Imitating "tail -f"

I

Ivan Voras

I'm trying to simply imitate what "tail -f" does, i.e. read a file, wait
until it's appended to and process the new data, but apparently I'm
missing something.

The code is:

54 f = file(filename, "r", 1)
55 f.seek(-1000, os.SEEK_END)
56 ff = fcntl.fcntl(f.fileno(), fcntl.F_GETFL)
57 fcntl.fcntl(f.fileno(), fcntl.F_SETFL, ff | os.O_NONBLOCK)
58
59 pe = select.poll()
60 pe.register(f)
61 while True:
62 print repr(f.read())
63 print pe.poll(1000)

The problem is: poll() always returns that the fd is ready (without
waiting), but read() always returns an empty string. Actually, it
doesn't matter if I turn O_NDELAY on or off. select() does the same.

Any advice?
 
E

exarkun

I'm trying to simply imitate what "tail -f" does, i.e. read a file,
wait
until it's appended to and process the new data, but apparently I'm
missing something.

The code is:

54 f = file(filename, "r", 1)
55 f.seek(-1000, os.SEEK_END)
56 ff = fcntl.fcntl(f.fileno(), fcntl.F_GETFL)
57 fcntl.fcntl(f.fileno(), fcntl.F_SETFL, ff | os.O_NONBLOCK)
58
59 pe = select.poll()
60 pe.register(f)
61 while True:
62 print repr(f.read())
63 print pe.poll(1000)

The problem is: poll() always returns that the fd is ready (without
waiting), but read() always returns an empty string. Actually, it
doesn't matter if I turn O_NDELAY on or off. select() does the same.

Any advice?

select(), poll(), epoll, etc. all have the problem where they don't
support files (in the thing-on-a-filesystem sense) at all. They just
indicate the descriptor is readable or writeable all the time,
regardless.

"tail -f" is implemented by sleeping a little bit and then reading to
see if there's anything new.

Jean-Paul
 
W

Wolodja Wentland

I'm trying to simply imitate what "tail -f" does, i.e. read a file, wait
until it's appended to and process the new data, but apparently I'm
missing something. [..]
Any advice?

Have a look at [1], which mimics "tail -f" perfectly.
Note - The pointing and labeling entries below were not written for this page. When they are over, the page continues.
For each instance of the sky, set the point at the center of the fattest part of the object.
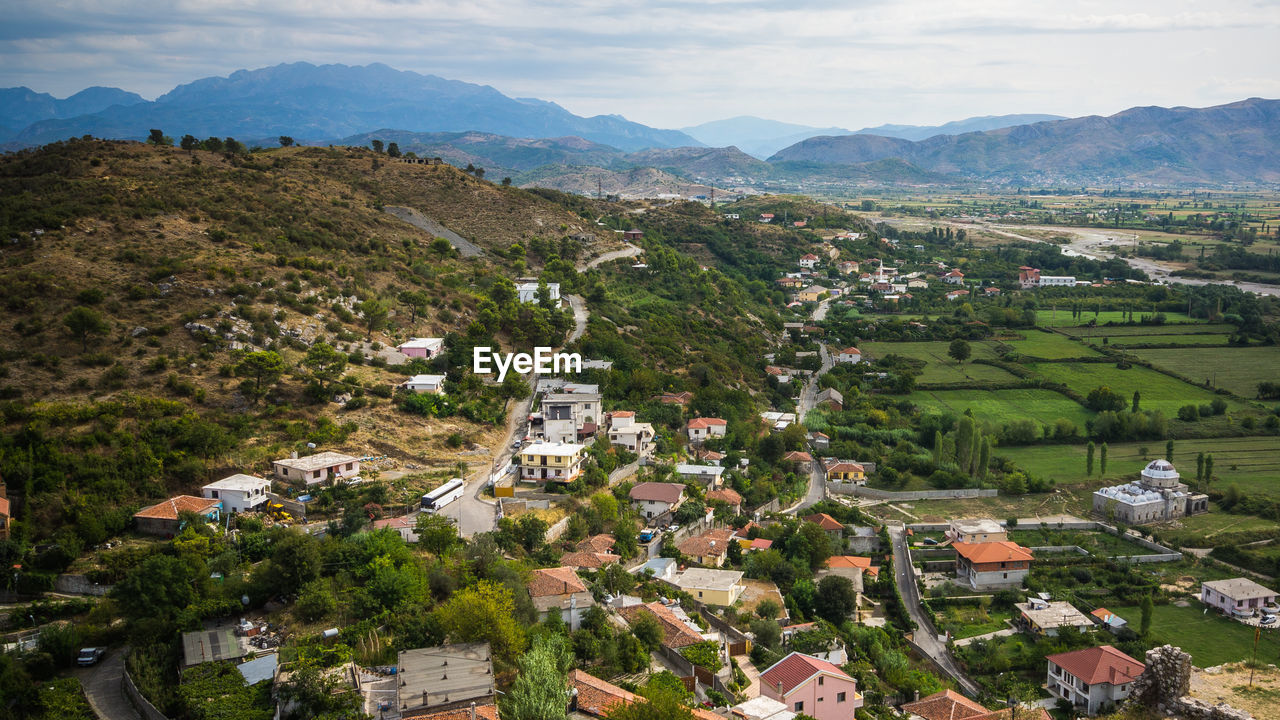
(667, 63)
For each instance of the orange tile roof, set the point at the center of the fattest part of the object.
(946, 705)
(554, 580)
(589, 560)
(169, 509)
(1096, 665)
(824, 522)
(675, 632)
(727, 495)
(483, 712)
(1002, 551)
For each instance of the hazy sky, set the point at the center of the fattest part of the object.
(848, 63)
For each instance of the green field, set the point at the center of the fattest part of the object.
(1000, 406)
(1183, 328)
(1061, 318)
(1051, 346)
(1207, 338)
(1249, 463)
(1159, 391)
(1238, 369)
(941, 368)
(1211, 638)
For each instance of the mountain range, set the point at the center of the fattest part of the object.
(539, 142)
(762, 137)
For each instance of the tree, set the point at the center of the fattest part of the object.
(85, 322)
(375, 315)
(539, 691)
(435, 533)
(836, 598)
(325, 363)
(484, 611)
(261, 370)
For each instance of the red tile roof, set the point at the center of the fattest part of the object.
(658, 492)
(1102, 664)
(824, 522)
(169, 509)
(1002, 551)
(795, 669)
(947, 705)
(554, 580)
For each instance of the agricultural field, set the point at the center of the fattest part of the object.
(941, 368)
(1159, 391)
(1249, 463)
(1238, 369)
(1211, 638)
(1001, 406)
(1061, 317)
(1050, 346)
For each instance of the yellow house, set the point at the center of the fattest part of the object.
(556, 461)
(846, 472)
(810, 294)
(711, 587)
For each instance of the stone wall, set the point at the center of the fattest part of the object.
(1165, 684)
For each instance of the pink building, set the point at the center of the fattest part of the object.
(812, 686)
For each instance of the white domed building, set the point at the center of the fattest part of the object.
(1159, 496)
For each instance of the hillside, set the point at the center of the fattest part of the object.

It comes from a
talk by David Beazley on generators which you can find at [2] and
[3].

Enjoy!

[1] http://www.dabeaz.com/generators/follow.py
[2] http://www.dabeaz.com/generators-uk/
[3] http://www.dabeaz.com/coroutines/

--
.''`. Wolodja Wentland <[email protected]>
: :' :
`. `'` 4096R/CAF14EFC
`- 081C B7CD FF04 2BA9 94EA 36B2 8B7F 7D30 CAF1 4EFC

-----BEGIN PGP SIGNATURE-----
Version: GnuPG v1.4.10 (GNU/Linux)

iQIcBAEBCAAGBQJLCQBPAAoJEIt/fTDK8U78kTAQAMd59UQSI3kmyQErW3hcPDYN
PLuRZDS9+61aYQKLl8UuWKBaQ2dMLY5E8lV5gMPsiciyBYGADsi1FWUoe5/jasvj
xTBRALvmLYeuyAT31Veq9svxzpSUC9oMp5WEusr3igMrdvQxqD8ps33aQZkuS5XP
Ctl5bATzu3xad8AoQnmfmS8K8dqMq/Kbwt2CGfZ6QEjPRqkBOa0Jtm8H3Ku5Rvhc
23jNZGsNVTuhm4E+6VSUhv5D2Aqh+7hX1EMphJQglXwr12kXByXTyczbtrsLVUQ6
LEFLDiwA2daKYQozszp9reSkBtjMEh1TY2zCtdZk0NaRqUlVkikwQaZIHAzuC7uv
9/3AlXMm6MtmIaRLPmMVozrFhdrKDopUONff0PGrItTr9Fm/i6XDSnVdt+3PFYRf
fcWt4Ebg9xcmO1J5UmCi8idPxrjedf+Pccn3oK0XPuC1rG0gnToqHg0ihb5m1YjE
jVmT3H97mPnZjCFApGTAxBYeiaFljvGvEvdpfo2+A+DRaDcEBSeSydAsq663Y80i
FUV22zldNBLuASp0qSMIlDvWkE9g8Iz8njMXjxjF13PgO20f8IjpgV2MaJGF4zRt
NiACdpT3oTjqhl5Hcg+lhTi9TYm2DLiarR/elXaxryGE944vvACcfebRntG+KdrG
+wU80WVY1I4RpagM691f
=CXgr
-----END PGP SIGNATURE-----
 
P

Paul Rudin

Matt Nordhoff said:
Some other operating systems have similar facilities, e.g. FSEvents on OS X.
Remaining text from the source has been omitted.